Manaf
Manaf

Reputation: 33

Time spent at a specific location using GPS sensor

I'm trying to implement a function to monitor the time spent at a specific location.

I have implemented the " requestLocationUpdates " function to receive updates about the current user's location using Google Maps API.

 public Location get_location(){
    if( is_walking ){
        if (ContextCompat.checkSelfPermission(context, Manifest.permission.ACCESS_FINE_LOCATION) != PackageManager.PERMISSION_GRANTED){
            Toast.makeText(context,"Permission not granted",Toast.LENGTH_SHORT).show();
            return null;
        }
        lm  = (LocationManager) context.getSystemService(Context.LOCATION_SERVICE);
        boolean is_gps_enabled = lm.isProviderEnabled(LocationManager.GPS_PROVIDER);
        if (is_gps_enabled){
           lm.requestLocationUpdates(LocationManager.GPS_PROVIDER,15000,5,this);
            Location l = lm.getLastKnownLocation(LocationManager.GPS_PROVIDER);
            return l;
        }else {
        }
        return null;
    }else

    return null;

Do I just keep saving the time of the updates in array and compare them with each others? wouldn't that be a memory consuming?

Upvotes: 0

Views: 67

Answers (1)

Gabe Sechan
Gabe Sechan

Reputation: 93569

The simplest possible implementation is to save the initial location returned by the callback in a variable. Whenever you get a new one, check how far away it is. If the distance is more than X, he has moved. Compare the time on the two events. That's how long he stayed in one place. X should be at least 10m, because GPS isn't accurate enough to get less than that without a lot of false positives.

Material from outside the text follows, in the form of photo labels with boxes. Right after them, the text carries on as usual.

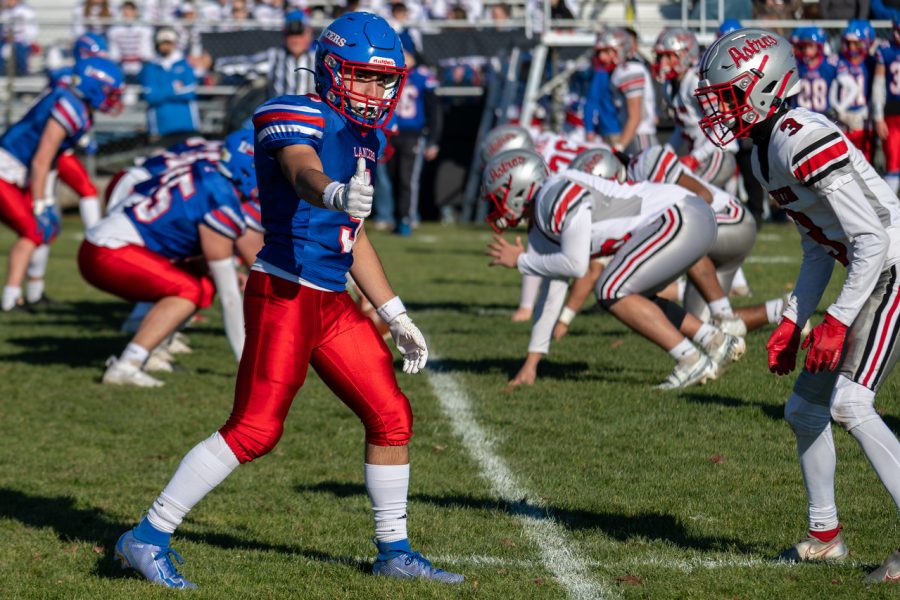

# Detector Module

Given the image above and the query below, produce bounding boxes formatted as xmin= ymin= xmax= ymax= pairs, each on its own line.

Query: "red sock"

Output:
xmin=809 ymin=525 xmax=844 ymax=542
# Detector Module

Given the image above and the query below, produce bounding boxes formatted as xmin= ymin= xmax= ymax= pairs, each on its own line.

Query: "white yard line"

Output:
xmin=427 ymin=366 xmax=616 ymax=600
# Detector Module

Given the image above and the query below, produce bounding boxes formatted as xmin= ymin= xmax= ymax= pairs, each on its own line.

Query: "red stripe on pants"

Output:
xmin=78 ymin=242 xmax=214 ymax=308
xmin=220 ymin=271 xmax=412 ymax=463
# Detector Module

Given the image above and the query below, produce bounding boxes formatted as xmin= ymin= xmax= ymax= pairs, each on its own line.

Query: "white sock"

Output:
xmin=147 ymin=431 xmax=240 ymax=533
xmin=519 ymin=275 xmax=541 ymax=310
xmin=669 ymin=338 xmax=700 ymax=362
xmin=731 ymin=267 xmax=750 ymax=287
xmin=766 ymin=298 xmax=784 ymax=323
xmin=0 ymin=285 xmax=22 ymax=310
xmin=365 ymin=463 xmax=409 ymax=542
xmin=78 ymin=196 xmax=100 ymax=230
xmin=120 ymin=342 xmax=150 ymax=365
xmin=709 ymin=296 xmax=734 ymax=317
xmin=25 ymin=279 xmax=44 ymax=304
xmin=27 ymin=244 xmax=50 ymax=279
xmin=694 ymin=323 xmax=721 ymax=348
xmin=884 ymin=173 xmax=900 ymax=195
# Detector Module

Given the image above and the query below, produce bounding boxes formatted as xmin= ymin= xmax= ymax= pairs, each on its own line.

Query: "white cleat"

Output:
xmin=166 ymin=331 xmax=193 ymax=354
xmin=102 ymin=356 xmax=163 ymax=387
xmin=144 ymin=346 xmax=175 ymax=373
xmin=712 ymin=315 xmax=747 ymax=337
xmin=775 ymin=533 xmax=850 ymax=562
xmin=703 ymin=333 xmax=747 ymax=379
xmin=656 ymin=352 xmax=719 ymax=390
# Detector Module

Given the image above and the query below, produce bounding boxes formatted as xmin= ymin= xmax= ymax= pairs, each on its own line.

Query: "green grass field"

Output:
xmin=0 ymin=219 xmax=900 ymax=600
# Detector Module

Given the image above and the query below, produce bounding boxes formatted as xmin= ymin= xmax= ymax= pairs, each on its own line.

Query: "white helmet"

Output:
xmin=594 ymin=27 xmax=631 ymax=67
xmin=481 ymin=124 xmax=534 ymax=162
xmin=569 ymin=148 xmax=625 ymax=183
xmin=694 ymin=27 xmax=800 ymax=148
xmin=653 ymin=27 xmax=700 ymax=83
xmin=481 ymin=149 xmax=550 ymax=233
xmin=628 ymin=144 xmax=684 ymax=183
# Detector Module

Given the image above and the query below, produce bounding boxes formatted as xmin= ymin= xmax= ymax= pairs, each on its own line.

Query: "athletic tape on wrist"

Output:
xmin=376 ymin=296 xmax=406 ymax=323
xmin=322 ymin=181 xmax=344 ymax=210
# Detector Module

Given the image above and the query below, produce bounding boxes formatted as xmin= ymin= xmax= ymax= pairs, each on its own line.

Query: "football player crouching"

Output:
xmin=482 ymin=150 xmax=745 ymax=389
xmin=78 ymin=131 xmax=262 ymax=387
xmin=696 ymin=28 xmax=900 ymax=582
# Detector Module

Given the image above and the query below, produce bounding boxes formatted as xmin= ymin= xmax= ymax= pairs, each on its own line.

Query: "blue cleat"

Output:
xmin=116 ymin=529 xmax=197 ymax=589
xmin=372 ymin=540 xmax=465 ymax=583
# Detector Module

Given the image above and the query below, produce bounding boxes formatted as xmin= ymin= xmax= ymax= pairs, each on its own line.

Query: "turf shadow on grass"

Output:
xmin=294 ymin=481 xmax=771 ymax=554
xmin=0 ymin=488 xmax=372 ymax=579
xmin=679 ymin=392 xmax=784 ymax=421
xmin=0 ymin=335 xmax=124 ymax=368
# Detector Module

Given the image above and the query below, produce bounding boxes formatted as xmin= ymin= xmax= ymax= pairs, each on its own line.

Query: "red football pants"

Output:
xmin=0 ymin=179 xmax=42 ymax=246
xmin=78 ymin=241 xmax=215 ymax=308
xmin=219 ymin=271 xmax=412 ymax=463
xmin=844 ymin=129 xmax=875 ymax=162
xmin=881 ymin=115 xmax=900 ymax=173
xmin=56 ymin=150 xmax=97 ymax=198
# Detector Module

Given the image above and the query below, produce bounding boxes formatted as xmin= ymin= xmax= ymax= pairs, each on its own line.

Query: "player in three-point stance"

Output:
xmin=116 ymin=12 xmax=463 ymax=588
xmin=696 ymin=29 xmax=900 ymax=582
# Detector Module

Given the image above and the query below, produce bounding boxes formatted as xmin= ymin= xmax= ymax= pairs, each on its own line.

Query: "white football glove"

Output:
xmin=388 ymin=313 xmax=428 ymax=375
xmin=322 ymin=157 xmax=375 ymax=219
xmin=377 ymin=296 xmax=428 ymax=375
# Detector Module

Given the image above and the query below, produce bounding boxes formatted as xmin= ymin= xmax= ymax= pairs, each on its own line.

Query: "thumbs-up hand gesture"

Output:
xmin=335 ymin=157 xmax=375 ymax=219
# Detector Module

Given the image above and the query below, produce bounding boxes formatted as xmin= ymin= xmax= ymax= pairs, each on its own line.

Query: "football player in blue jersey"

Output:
xmin=791 ymin=27 xmax=859 ymax=115
xmin=837 ymin=19 xmax=875 ymax=162
xmin=116 ymin=12 xmax=463 ymax=588
xmin=872 ymin=20 xmax=900 ymax=194
xmin=0 ymin=56 xmax=123 ymax=311
xmin=78 ymin=132 xmax=261 ymax=387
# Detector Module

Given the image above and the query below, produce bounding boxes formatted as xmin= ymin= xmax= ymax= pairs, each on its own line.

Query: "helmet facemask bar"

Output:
xmin=323 ymin=54 xmax=407 ymax=128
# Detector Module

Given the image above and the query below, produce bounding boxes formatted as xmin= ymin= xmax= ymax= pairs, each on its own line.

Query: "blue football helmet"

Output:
xmin=719 ymin=19 xmax=744 ymax=37
xmin=72 ymin=56 xmax=125 ymax=113
xmin=316 ymin=12 xmax=407 ymax=128
xmin=218 ymin=128 xmax=259 ymax=200
xmin=72 ymin=33 xmax=109 ymax=61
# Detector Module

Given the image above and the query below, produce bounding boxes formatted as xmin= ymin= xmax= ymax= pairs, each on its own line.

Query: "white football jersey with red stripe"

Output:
xmin=753 ymin=108 xmax=900 ymax=325
xmin=609 ymin=60 xmax=656 ymax=135
xmin=534 ymin=171 xmax=690 ymax=256
xmin=533 ymin=131 xmax=609 ymax=173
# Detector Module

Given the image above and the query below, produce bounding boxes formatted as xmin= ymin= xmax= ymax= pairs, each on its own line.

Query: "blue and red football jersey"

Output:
xmin=0 ymin=86 xmax=91 ymax=167
xmin=141 ymin=137 xmax=222 ymax=177
xmin=837 ymin=56 xmax=875 ymax=110
xmin=253 ymin=95 xmax=384 ymax=291
xmin=795 ymin=56 xmax=837 ymax=114
xmin=875 ymin=43 xmax=900 ymax=115
xmin=125 ymin=161 xmax=246 ymax=258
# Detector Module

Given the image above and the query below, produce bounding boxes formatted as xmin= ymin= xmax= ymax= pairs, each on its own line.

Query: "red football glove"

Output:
xmin=803 ymin=313 xmax=847 ymax=373
xmin=766 ymin=317 xmax=800 ymax=375
xmin=678 ymin=154 xmax=700 ymax=173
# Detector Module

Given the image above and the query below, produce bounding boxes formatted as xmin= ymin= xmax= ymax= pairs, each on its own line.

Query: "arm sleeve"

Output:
xmin=528 ymin=278 xmax=569 ymax=354
xmin=209 ymin=258 xmax=244 ymax=360
xmin=518 ymin=203 xmax=591 ymax=277
xmin=253 ymin=97 xmax=325 ymax=153
xmin=784 ymin=235 xmax=834 ymax=327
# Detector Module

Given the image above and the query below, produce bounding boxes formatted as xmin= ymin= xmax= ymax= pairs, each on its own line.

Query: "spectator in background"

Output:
xmin=0 ymin=0 xmax=38 ymax=77
xmin=388 ymin=48 xmax=442 ymax=236
xmin=140 ymin=27 xmax=200 ymax=145
xmin=387 ymin=2 xmax=422 ymax=52
xmin=72 ymin=0 xmax=114 ymax=37
xmin=107 ymin=0 xmax=153 ymax=83
xmin=819 ymin=0 xmax=869 ymax=19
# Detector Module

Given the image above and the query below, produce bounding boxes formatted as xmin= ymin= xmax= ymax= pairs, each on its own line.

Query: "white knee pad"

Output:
xmin=831 ymin=375 xmax=881 ymax=431
xmin=784 ymin=394 xmax=831 ymax=435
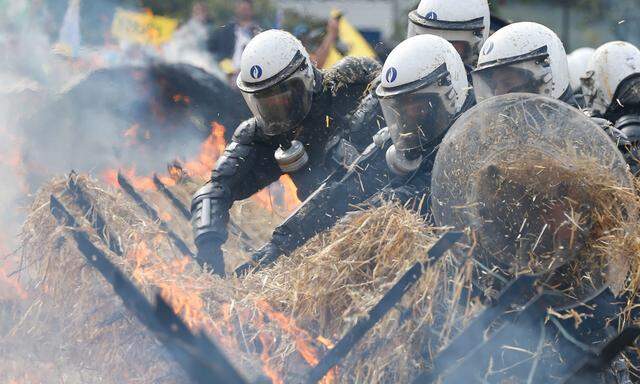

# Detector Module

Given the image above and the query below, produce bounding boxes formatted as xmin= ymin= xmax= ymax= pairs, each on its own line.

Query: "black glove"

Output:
xmin=191 ymin=183 xmax=230 ymax=276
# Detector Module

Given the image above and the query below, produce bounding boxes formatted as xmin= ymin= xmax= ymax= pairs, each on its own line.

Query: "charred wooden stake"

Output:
xmin=118 ymin=172 xmax=195 ymax=258
xmin=50 ymin=195 xmax=246 ymax=384
xmin=67 ymin=174 xmax=123 ymax=256
xmin=305 ymin=232 xmax=463 ymax=384
xmin=559 ymin=327 xmax=640 ymax=384
xmin=153 ymin=174 xmax=253 ymax=251
xmin=153 ymin=173 xmax=191 ymax=221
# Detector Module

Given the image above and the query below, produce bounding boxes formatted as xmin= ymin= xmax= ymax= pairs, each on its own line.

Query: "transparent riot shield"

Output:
xmin=432 ymin=94 xmax=635 ymax=300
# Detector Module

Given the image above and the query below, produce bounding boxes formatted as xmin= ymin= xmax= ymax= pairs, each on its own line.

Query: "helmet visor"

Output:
xmin=242 ymin=72 xmax=313 ymax=136
xmin=611 ymin=75 xmax=640 ymax=109
xmin=472 ymin=60 xmax=551 ymax=101
xmin=380 ymin=85 xmax=455 ymax=153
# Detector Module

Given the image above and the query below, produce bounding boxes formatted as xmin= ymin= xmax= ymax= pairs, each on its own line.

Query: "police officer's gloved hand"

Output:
xmin=191 ymin=182 xmax=229 ymax=277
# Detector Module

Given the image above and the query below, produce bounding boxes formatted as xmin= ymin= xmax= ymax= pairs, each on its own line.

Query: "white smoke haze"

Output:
xmin=0 ymin=0 xmax=248 ymax=366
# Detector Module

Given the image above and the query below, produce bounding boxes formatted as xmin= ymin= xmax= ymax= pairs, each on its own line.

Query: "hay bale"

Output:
xmin=236 ymin=203 xmax=479 ymax=383
xmin=3 ymin=170 xmax=640 ymax=383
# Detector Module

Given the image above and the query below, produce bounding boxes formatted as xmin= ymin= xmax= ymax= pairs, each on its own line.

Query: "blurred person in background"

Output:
xmin=163 ymin=1 xmax=226 ymax=81
xmin=581 ymin=41 xmax=640 ymax=176
xmin=208 ymin=0 xmax=260 ymax=86
xmin=567 ymin=47 xmax=595 ymax=108
xmin=472 ymin=22 xmax=577 ymax=107
xmin=407 ymin=0 xmax=491 ymax=73
xmin=311 ymin=17 xmax=340 ymax=68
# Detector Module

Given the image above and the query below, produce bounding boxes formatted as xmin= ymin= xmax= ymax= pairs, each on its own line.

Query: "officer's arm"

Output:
xmin=191 ymin=119 xmax=282 ymax=275
xmin=235 ymin=136 xmax=388 ymax=275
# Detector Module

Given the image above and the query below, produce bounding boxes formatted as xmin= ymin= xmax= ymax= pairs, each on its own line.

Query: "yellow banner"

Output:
xmin=111 ymin=8 xmax=178 ymax=45
xmin=324 ymin=10 xmax=377 ymax=68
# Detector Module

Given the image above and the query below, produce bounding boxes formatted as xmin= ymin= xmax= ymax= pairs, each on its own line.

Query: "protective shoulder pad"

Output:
xmin=323 ymin=56 xmax=382 ymax=95
xmin=231 ymin=117 xmax=259 ymax=145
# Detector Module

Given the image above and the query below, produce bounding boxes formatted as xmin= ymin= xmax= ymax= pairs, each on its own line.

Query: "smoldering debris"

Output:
xmin=20 ymin=64 xmax=250 ymax=185
xmin=3 ymin=140 xmax=640 ymax=383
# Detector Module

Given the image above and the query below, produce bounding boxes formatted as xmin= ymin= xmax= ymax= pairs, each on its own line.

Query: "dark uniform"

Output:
xmin=191 ymin=57 xmax=380 ymax=275
xmin=235 ymin=93 xmax=475 ymax=275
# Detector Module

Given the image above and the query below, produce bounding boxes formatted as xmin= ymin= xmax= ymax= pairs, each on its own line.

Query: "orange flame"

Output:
xmin=102 ymin=121 xmax=301 ymax=216
xmin=125 ymin=242 xmax=239 ymax=350
xmin=102 ymin=167 xmax=156 ymax=191
xmin=0 ymin=237 xmax=29 ymax=300
xmin=256 ymin=300 xmax=337 ymax=384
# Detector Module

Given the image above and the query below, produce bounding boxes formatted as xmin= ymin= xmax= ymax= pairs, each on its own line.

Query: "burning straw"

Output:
xmin=8 ymin=157 xmax=640 ymax=383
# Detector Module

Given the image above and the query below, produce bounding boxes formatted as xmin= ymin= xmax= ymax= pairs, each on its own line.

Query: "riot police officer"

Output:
xmin=236 ymin=35 xmax=471 ymax=274
xmin=191 ymin=30 xmax=379 ymax=275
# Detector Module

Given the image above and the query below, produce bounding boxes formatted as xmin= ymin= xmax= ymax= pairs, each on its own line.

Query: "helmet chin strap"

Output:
xmin=274 ymin=138 xmax=309 ymax=173
xmin=385 ymin=145 xmax=422 ymax=176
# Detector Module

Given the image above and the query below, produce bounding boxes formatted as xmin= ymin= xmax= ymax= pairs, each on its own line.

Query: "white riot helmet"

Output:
xmin=582 ymin=41 xmax=640 ymax=115
xmin=376 ymin=35 xmax=469 ymax=174
xmin=472 ymin=22 xmax=571 ymax=101
xmin=407 ymin=0 xmax=491 ymax=67
xmin=237 ymin=29 xmax=315 ymax=135
xmin=567 ymin=47 xmax=596 ymax=92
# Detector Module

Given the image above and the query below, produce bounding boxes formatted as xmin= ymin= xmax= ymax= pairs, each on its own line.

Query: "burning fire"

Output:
xmin=102 ymin=121 xmax=300 ymax=216
xmin=125 ymin=240 xmax=239 ymax=350
xmin=256 ymin=300 xmax=337 ymax=384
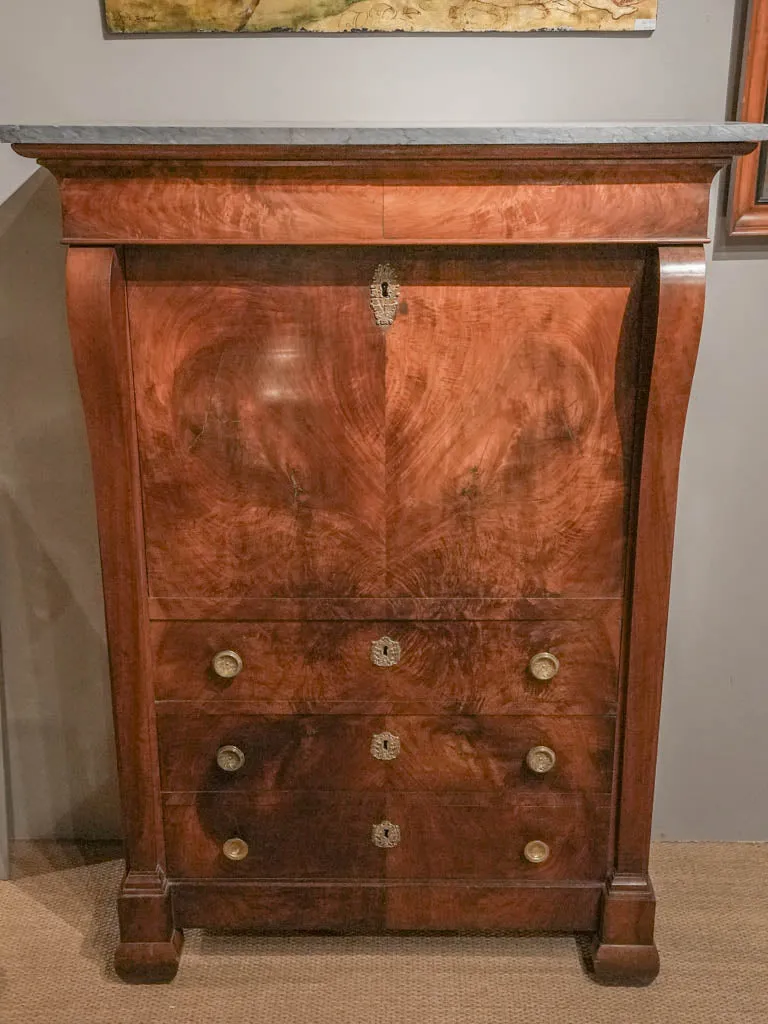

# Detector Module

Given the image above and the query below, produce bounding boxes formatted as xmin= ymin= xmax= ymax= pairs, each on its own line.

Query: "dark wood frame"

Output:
xmin=730 ymin=0 xmax=768 ymax=238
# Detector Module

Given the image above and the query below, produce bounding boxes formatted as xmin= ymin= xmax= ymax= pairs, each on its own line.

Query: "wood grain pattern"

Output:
xmin=615 ymin=246 xmax=706 ymax=876
xmin=17 ymin=138 xmax=737 ymax=983
xmin=158 ymin=705 xmax=615 ymax=799
xmin=730 ymin=0 xmax=768 ymax=238
xmin=67 ymin=249 xmax=163 ymax=872
xmin=151 ymin=606 xmax=620 ymax=715
xmin=148 ymin=597 xmax=622 ymax=623
xmin=67 ymin=249 xmax=181 ymax=981
xmin=14 ymin=142 xmax=741 ymax=245
xmin=164 ymin=792 xmax=608 ymax=882
xmin=171 ymin=880 xmax=603 ymax=935
xmin=129 ymin=249 xmax=643 ymax=599
xmin=384 ymin=181 xmax=710 ymax=243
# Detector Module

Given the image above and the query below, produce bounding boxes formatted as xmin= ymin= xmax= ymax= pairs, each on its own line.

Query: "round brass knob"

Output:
xmin=221 ymin=837 xmax=248 ymax=860
xmin=371 ymin=821 xmax=400 ymax=850
xmin=522 ymin=839 xmax=550 ymax=864
xmin=211 ymin=650 xmax=243 ymax=679
xmin=525 ymin=746 xmax=557 ymax=775
xmin=528 ymin=650 xmax=560 ymax=683
xmin=216 ymin=743 xmax=246 ymax=771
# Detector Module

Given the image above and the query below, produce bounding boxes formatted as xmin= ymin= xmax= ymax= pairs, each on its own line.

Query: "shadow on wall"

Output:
xmin=0 ymin=171 xmax=120 ymax=839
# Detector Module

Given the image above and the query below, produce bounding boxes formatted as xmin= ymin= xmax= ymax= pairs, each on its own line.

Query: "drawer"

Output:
xmin=152 ymin=605 xmax=620 ymax=715
xmin=158 ymin=705 xmax=615 ymax=797
xmin=164 ymin=792 xmax=609 ymax=882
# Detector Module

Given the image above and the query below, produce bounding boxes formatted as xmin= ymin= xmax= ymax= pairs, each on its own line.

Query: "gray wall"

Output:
xmin=0 ymin=0 xmax=768 ymax=840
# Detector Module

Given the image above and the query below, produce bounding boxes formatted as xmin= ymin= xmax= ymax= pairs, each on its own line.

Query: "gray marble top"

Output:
xmin=0 ymin=122 xmax=768 ymax=145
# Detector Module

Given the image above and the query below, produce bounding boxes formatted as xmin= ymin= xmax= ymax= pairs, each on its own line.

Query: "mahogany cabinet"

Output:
xmin=6 ymin=125 xmax=753 ymax=982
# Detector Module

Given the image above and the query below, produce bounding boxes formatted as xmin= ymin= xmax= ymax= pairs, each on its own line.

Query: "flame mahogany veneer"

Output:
xmin=16 ymin=142 xmax=752 ymax=983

That will kind of give you an answer. The next level is filtering out false positives. Every once in a while you'll just get a really weird result that could be a good portion of a mile off. You need to filter those out. I would start with just doing something simple like waiting til you get 4 or 5 results outside your radius, then assume he moved. This may allow you to lower your radius as well, as you're more isolated from noise.

Of course you'll also want to filter out very short stays as well, as if you're walking you may get several readings showing you in the same place because you don't walk all that fast. Easiest way to do this is to require you to have N results in roughly the same place before you consider yourself there.

That will get you started. From there, you'll need to see where the data is wrong and come up with your own solutions.